A construção de tijolos antigos ainda preserva o nicho, onde, imagina-se, ficava uma representação de São Francisco, e parte dos elementos decorativos. “Vamos providenciar exames químicos, físicos e biológicos para avaliar a qualidade da água, oriunda de uma cacimba por trás da bica. Queremos recuperar o acesso à fonte e a utilidade da água para o convento e a população”, declara frei Bruno.
Possivelmente, a bica remonta ao século 16 e é anterior à chegada dos franciscanos a Olinda, diz frei José Milton de Azevedo Coelho, veterano no convento. Segundo ele, documento de 1575 faz referência à fonte do rossio, no local mais tarde ocupado pelo templo dos religiosos. A área pertencia a Dona Maria da Rosa, benfeitora que havia erguido uma casa e uma capela no terreno e doou aos franciscanos, logo após a chegada dos frades ao Brasil, em 1585, conta frei Milton.
No verão de 1976, para economizar a água do prédio, frei Milton e os demais frades tomavam banho de cuia na fonte, que fica na parte baixa do terreno. “Tinha um banheiro ao lado da bica, usávamos só para o banho, pois não sabíamos se a água era poluída”, recorda.
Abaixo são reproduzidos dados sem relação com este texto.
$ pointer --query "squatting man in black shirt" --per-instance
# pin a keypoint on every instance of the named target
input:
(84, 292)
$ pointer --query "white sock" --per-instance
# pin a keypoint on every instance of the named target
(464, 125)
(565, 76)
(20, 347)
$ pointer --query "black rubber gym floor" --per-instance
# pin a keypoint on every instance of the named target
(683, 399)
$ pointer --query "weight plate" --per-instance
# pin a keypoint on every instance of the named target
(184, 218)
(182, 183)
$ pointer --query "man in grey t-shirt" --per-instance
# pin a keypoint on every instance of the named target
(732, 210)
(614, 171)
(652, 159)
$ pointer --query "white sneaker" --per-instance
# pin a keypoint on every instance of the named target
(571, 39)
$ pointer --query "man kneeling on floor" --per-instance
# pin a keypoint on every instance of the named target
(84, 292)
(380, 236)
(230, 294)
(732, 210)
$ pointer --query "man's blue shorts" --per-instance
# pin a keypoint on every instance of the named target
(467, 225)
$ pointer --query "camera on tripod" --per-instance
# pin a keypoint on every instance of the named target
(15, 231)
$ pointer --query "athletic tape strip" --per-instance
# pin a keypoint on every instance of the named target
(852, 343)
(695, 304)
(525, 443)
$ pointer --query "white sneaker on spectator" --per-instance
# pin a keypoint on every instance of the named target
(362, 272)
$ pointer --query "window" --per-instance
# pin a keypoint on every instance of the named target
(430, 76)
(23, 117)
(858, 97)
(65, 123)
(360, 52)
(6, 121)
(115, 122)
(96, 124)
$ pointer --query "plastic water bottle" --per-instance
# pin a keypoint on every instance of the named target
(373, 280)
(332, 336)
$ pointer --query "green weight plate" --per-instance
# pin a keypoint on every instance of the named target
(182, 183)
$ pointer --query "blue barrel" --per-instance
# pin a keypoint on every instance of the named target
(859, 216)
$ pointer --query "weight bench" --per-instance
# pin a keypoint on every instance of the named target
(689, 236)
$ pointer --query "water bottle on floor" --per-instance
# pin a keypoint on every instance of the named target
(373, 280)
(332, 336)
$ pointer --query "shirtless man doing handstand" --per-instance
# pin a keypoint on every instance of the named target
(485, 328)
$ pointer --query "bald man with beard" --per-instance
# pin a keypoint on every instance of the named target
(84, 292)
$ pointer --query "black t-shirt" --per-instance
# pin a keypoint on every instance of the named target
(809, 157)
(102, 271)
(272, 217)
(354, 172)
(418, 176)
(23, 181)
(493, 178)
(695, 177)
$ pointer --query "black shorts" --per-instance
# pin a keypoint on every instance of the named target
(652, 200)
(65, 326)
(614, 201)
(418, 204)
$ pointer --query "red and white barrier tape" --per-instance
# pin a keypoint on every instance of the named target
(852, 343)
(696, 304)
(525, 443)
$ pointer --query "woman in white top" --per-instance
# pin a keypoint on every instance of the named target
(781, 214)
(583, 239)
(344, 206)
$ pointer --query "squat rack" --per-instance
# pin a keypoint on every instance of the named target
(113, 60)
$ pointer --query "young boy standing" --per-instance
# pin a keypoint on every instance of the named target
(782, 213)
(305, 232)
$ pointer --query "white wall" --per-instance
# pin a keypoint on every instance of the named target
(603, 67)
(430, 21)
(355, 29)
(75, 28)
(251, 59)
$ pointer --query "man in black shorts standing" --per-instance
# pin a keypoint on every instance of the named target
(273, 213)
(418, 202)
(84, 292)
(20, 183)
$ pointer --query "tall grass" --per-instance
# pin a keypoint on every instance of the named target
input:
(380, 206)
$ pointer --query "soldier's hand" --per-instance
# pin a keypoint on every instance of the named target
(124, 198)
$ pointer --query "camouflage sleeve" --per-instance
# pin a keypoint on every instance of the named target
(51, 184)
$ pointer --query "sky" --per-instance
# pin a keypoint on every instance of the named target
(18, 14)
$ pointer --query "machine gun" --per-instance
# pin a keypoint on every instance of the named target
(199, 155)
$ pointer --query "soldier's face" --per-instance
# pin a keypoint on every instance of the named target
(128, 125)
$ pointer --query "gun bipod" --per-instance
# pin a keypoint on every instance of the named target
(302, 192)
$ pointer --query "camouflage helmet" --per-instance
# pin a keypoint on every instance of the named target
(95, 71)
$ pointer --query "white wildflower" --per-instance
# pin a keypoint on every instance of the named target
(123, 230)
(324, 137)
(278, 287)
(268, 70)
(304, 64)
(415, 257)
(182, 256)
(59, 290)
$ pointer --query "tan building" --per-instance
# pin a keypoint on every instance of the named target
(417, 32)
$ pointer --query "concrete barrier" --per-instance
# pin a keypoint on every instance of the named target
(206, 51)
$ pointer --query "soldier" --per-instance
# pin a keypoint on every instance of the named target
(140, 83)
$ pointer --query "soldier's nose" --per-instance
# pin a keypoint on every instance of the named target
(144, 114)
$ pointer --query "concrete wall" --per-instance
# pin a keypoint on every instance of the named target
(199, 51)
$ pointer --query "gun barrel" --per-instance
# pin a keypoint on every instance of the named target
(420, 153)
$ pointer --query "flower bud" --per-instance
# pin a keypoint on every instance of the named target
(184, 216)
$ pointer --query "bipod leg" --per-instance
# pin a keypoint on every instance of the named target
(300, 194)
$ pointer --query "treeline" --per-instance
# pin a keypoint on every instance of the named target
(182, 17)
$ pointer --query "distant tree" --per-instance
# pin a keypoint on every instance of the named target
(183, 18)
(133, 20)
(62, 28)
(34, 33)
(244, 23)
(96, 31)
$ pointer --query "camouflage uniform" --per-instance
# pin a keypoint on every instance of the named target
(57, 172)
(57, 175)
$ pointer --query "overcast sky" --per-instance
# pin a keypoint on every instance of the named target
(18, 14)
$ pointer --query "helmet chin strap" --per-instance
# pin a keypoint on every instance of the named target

O Convento São Francisco de Olinda é o primeiro da ordem franciscana no Brasil.
Os frades querem integrar as visitas ao patrimônio histórico – a edificação é composta da Igreja de Nossa Senhora das Neves, das capelas de Sant’Ana e de São Roque e do claustro – com passeios pelo bosque. “O sítio é um espaço ecológico, um lugar sossegado para a pessoa sentir o vento e o cheiro da natureza, bem de acordo com a filosofia de São Francisco. Falta mais estrutura”, diz frei Bruno.
Vamos providenciar exames químicos, físicos e biológicos para avaliar a qualidade da água, oriunda de uma cacimba por trás da bica
afirma frei Bruno Santana
Protetor dos animais, São Francisco de Assis viveu no século 13 e é considerado o padroeiro da ecologia na Igreja Católica, título conferido pelo Papa João Paulo II. No bosque há bem-te-vis, sabiás e guriatãs-de-coqueiro, entre outros bichos. Os religiosos abriram uma pequena trilha até a fonte e pretendem ampliar a vereda.
O projeto de recuperação do sítio também prevê o reflorestamento da área com espécies da Mata Atlântica (substituindo invasoras) e o plantio de frutíferas. O pomar ficaria mais próximo do convento, fornecendo frutas aos frades. Por segurança, as pessoas só descem até o bosque acompanhadas de um dos estudantes, usando sapatos fechados e calça comprida.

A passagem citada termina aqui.